Eine knappe Mehrheit der Stimmberechtigten gibt an, besorgt zu sein, wenn sie an die zukünftige Versorgungssicherheit denken. Diese Sorge ist besonders im rechts-bürgerlichen Lager verbreitet. Die Studie zeigt dabei, dass die Bevölkerung den Staat in der Verantwortung sieht, die Versorgungssicherheit zu gewährleisten und dabei auf eine inländische Stromproduktion gesetzt werden soll.

Photovoltaikanlagen auf bestehenden Infrastrukturen und Wasserkraft sind unbestritten, PV in Alpingebieten und Windkraft gewinnen an Zustimmung. Der Weiterbetrieb der bestehenden Atomkraftwerke ist unbestritten, neue Anlagen polarisieren allerdings.

Die Befragung zeigt ein klares Bekenntnis zur Förderung erneuerbarer Energieformen und zur Energiewende allgemein. So gelten insbesondere der Ausbau von Solaranlagen auf Infrastrukturen und von Wasserstoff sowie die Förderung der Energieeffizienz und von erneuerbaren Energien in der Schweiz als wichtigste Massnahmen um Strommangellagen zu vermeiden. Von den konkreten Standorten für Anlagen zur Stromproduktion sind Solaranlagen auf bestehender Infrastruktur sowie auf allen geeigneten Dächer und an Fassaden gänzlich unumstritten. Gestiegen ist ausserdem die Zustimmung zu Anlagen die direkter in die Natur gebaut werden: So sind die Befragten einverstanden mit Windrädern auf Hügeln, die vom eigenen Balkon aus sichtbar sind, und neu ist auch eine minimale Mehrheit mit grossen Solaranlagen auf freien Wiesen in den Bergen einverstanden.
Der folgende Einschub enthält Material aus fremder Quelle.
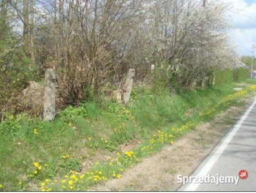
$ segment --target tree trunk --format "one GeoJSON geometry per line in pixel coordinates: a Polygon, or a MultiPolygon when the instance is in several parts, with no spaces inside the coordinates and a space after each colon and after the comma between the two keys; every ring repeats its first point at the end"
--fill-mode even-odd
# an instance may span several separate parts
{"type": "Polygon", "coordinates": [[[23,51],[27,57],[29,56],[28,48],[28,30],[29,30],[29,18],[28,18],[28,1],[23,0],[23,51]]]}
{"type": "Polygon", "coordinates": [[[34,42],[34,0],[30,0],[30,55],[31,60],[33,64],[35,64],[35,44],[34,42]]]}

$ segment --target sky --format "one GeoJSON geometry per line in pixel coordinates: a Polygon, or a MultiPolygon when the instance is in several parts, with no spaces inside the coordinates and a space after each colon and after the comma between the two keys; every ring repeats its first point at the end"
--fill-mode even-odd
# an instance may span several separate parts
{"type": "MultiPolygon", "coordinates": [[[[252,53],[252,44],[256,44],[256,0],[222,0],[233,5],[230,10],[230,42],[237,47],[239,55],[252,53]]],[[[256,49],[255,49],[256,56],[256,49]]]]}

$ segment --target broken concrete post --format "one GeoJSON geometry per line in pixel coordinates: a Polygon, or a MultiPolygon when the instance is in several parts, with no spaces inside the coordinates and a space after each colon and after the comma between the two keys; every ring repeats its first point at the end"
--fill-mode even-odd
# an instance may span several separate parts
{"type": "Polygon", "coordinates": [[[47,69],[45,71],[44,119],[52,120],[55,118],[56,76],[54,69],[47,69]]]}
{"type": "Polygon", "coordinates": [[[135,76],[135,69],[129,69],[126,78],[123,86],[123,93],[122,97],[122,102],[126,104],[129,101],[130,96],[131,95],[132,84],[133,82],[133,77],[135,76]]]}

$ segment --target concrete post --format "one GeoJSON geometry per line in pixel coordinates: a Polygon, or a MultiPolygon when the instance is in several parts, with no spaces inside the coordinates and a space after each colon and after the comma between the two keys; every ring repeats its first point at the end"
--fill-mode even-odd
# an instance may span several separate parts
{"type": "Polygon", "coordinates": [[[155,64],[152,64],[151,65],[151,72],[153,73],[154,71],[155,71],[155,64]]]}
{"type": "Polygon", "coordinates": [[[55,118],[56,75],[54,69],[45,71],[44,119],[52,120],[55,118]]]}
{"type": "Polygon", "coordinates": [[[132,84],[133,82],[133,77],[135,76],[135,69],[129,69],[129,71],[128,73],[126,79],[125,80],[124,86],[123,86],[123,93],[122,97],[122,102],[124,104],[126,104],[129,101],[130,96],[131,95],[132,84]]]}

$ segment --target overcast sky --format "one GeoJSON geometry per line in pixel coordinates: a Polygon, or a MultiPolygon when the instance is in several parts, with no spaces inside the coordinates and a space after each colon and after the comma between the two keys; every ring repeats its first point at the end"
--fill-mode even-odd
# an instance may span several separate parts
{"type": "Polygon", "coordinates": [[[256,44],[256,0],[222,1],[233,5],[230,14],[233,27],[230,32],[231,42],[237,46],[239,55],[251,55],[252,44],[256,44]]]}

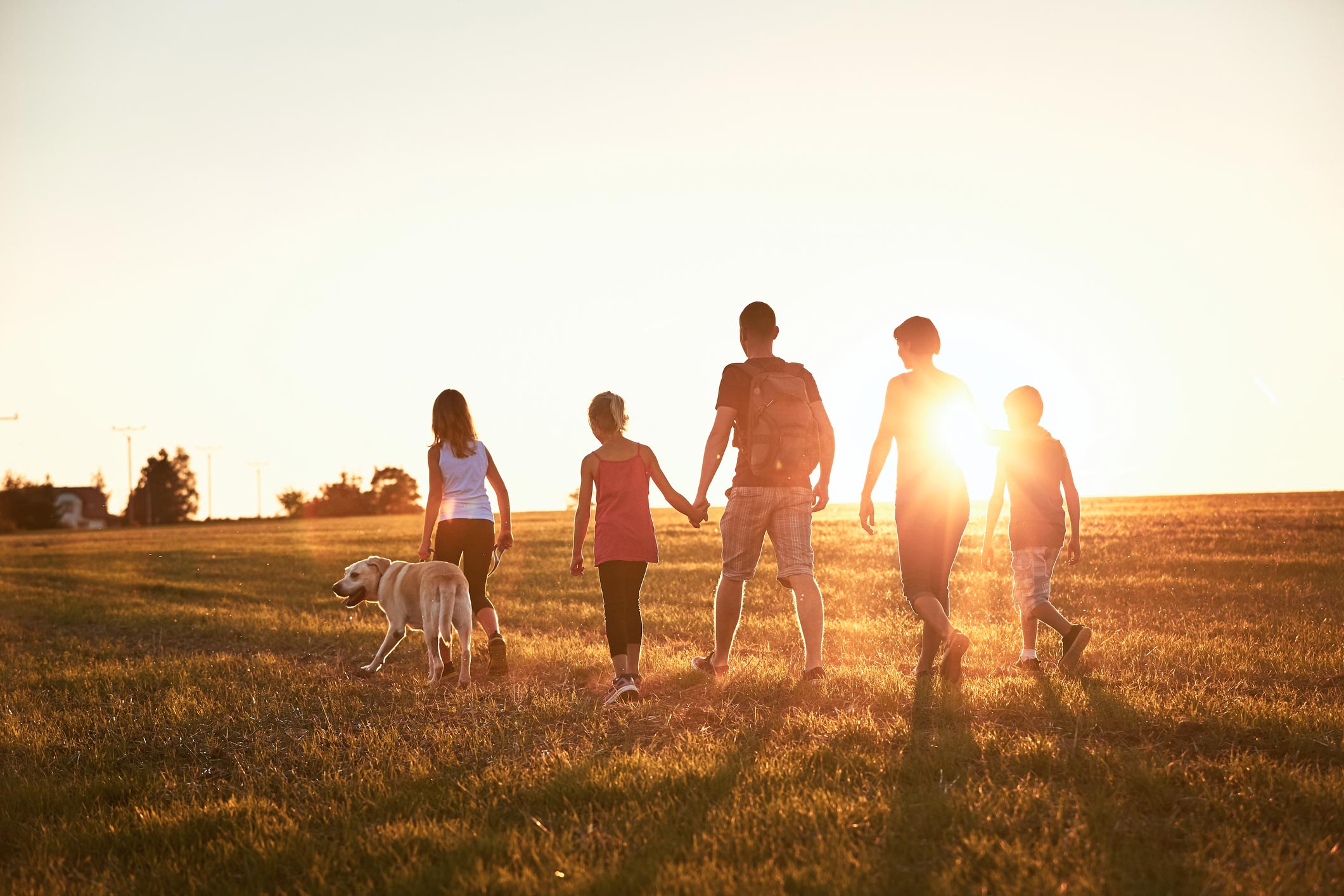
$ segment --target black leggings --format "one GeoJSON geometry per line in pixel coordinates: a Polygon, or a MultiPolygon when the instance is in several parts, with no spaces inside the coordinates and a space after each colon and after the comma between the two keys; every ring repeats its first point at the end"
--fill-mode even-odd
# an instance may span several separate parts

Die Diskussion über den Neubau von Atomkraftwerken spaltet jedoch die Bevölkerung. Insgesamt sind 49% der Befragten offen für eine erneute Diskussion, wobei ein deutliches Partei- und Altersgefälle erkennbar ist. Besonders Anhänger:innen der FDP und SVP sowie ältere Stimmberechtigte befürworten die Debatte, während jüngere und linksgerichtete Wähler diese mehrheitlich ablehnen. Wichtig ist hier die Unterscheidung der Kraftwerktypen, denn die Bevölkerung hält einzig den Bau von Atomkraftwerken der nächsten Generation (Generation 4.0) für (knapp) mehrheitlich sinnvoll. Anlagen wie sie heute gebaut werden, werden hingegen von einer Mehrheit nicht als sinnvoll betrachtet. Trotzdem ist eine grosse Mehrheit dafür, die Laufzeiten bestehender Atomkraftwerke zu maximieren, selbst wenn dafür staatliche Mittel aufgewendet werden müssen.
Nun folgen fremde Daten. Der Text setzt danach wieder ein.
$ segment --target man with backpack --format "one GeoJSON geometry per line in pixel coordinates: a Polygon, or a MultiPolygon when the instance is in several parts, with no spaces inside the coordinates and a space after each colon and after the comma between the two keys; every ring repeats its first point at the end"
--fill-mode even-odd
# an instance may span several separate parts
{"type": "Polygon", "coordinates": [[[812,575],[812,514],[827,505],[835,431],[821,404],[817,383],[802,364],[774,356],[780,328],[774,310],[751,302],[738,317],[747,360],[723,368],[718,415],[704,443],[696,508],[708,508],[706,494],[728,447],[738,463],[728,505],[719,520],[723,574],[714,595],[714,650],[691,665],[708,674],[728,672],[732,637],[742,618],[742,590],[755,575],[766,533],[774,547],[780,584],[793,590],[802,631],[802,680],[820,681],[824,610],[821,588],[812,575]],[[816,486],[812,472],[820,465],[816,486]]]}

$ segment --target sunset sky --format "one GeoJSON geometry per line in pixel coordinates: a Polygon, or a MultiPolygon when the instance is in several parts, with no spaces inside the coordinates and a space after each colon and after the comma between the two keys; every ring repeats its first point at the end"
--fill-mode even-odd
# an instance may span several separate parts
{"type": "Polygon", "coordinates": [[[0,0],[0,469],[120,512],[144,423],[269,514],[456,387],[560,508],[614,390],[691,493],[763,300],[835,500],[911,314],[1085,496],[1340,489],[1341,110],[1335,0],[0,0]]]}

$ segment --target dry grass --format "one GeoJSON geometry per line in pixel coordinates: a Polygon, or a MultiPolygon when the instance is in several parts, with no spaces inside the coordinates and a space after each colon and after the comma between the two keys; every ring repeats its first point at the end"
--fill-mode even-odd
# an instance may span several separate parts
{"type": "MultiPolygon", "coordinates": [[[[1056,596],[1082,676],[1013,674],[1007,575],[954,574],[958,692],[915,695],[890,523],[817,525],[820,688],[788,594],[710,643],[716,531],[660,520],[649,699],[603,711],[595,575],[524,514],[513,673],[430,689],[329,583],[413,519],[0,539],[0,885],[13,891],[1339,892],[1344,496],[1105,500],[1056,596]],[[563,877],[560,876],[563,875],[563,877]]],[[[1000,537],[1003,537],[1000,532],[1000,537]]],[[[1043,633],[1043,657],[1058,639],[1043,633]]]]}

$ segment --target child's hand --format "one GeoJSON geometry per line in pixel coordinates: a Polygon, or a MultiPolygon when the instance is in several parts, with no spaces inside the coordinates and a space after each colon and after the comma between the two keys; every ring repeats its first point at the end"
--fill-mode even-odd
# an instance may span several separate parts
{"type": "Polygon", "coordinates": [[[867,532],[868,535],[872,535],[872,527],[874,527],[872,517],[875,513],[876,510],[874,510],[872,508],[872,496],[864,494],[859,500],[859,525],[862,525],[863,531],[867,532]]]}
Ein weiteres kontroverses Thema ist die vollständige Öffnung des Strommarktes. Eine knappe Mehrheit der Befragten unterstützt diese Massnahme, bleibt jedoch voraussichtlich beim aktuellen Anbieter. Die Offenheit für ein Stromabkommen mit der EU hat sich im Vergleich zum Vorjahr abgekühlt, besonders wenn dafür Zugeständnisse gemacht werden müssen.

Wichtigstes in Kürze

Die Ergebnisse der dritten Befragungswelle in der Studienserie zur Versorgungssicherheit 2024 verdeutlichen die breite Unterstützung für die Förderung erneuerbarer Energien und die Energiewende in der Schweiz. Die Mehrheit der Bevölkerung steht hinter der aktuellen Energiepolitik und sieht die Sicherstellung der Versorgungssicherheit als zentrale Aufgabe. Gleichzeitig zeigen sich jedoch auch klare Konfliktlinien, insbesondere in der Debatte um Atomkraft und die Kosten der Energiewende. Die breite Unterstützung für erneuerbare Energien bietet dabei eine solide Grundlage, auf der die Schweiz ihre energiepolitischen Ziele aufbauen kann.

Technische Details

Die Studie zur Versorgungssicherheit 2024 basiert auf einer repräsentativen Befragung von 1’004 stimmberechtigten Personen in der Schweiz. Die Datenerhebung fand zwischen dem 5. und 19. März 2024 mittels computergestützter Telefoninterviews (CATI) und Onlinebefragungen auf einem hauseigenen Panel statt. Befragt wurden die Teilnehmenden durch ein Random Digit Dialing (RDD)/Dual-Frame-Verfahren via Festnetz und Handy sowie zufällig eingeladene Panelist:innen.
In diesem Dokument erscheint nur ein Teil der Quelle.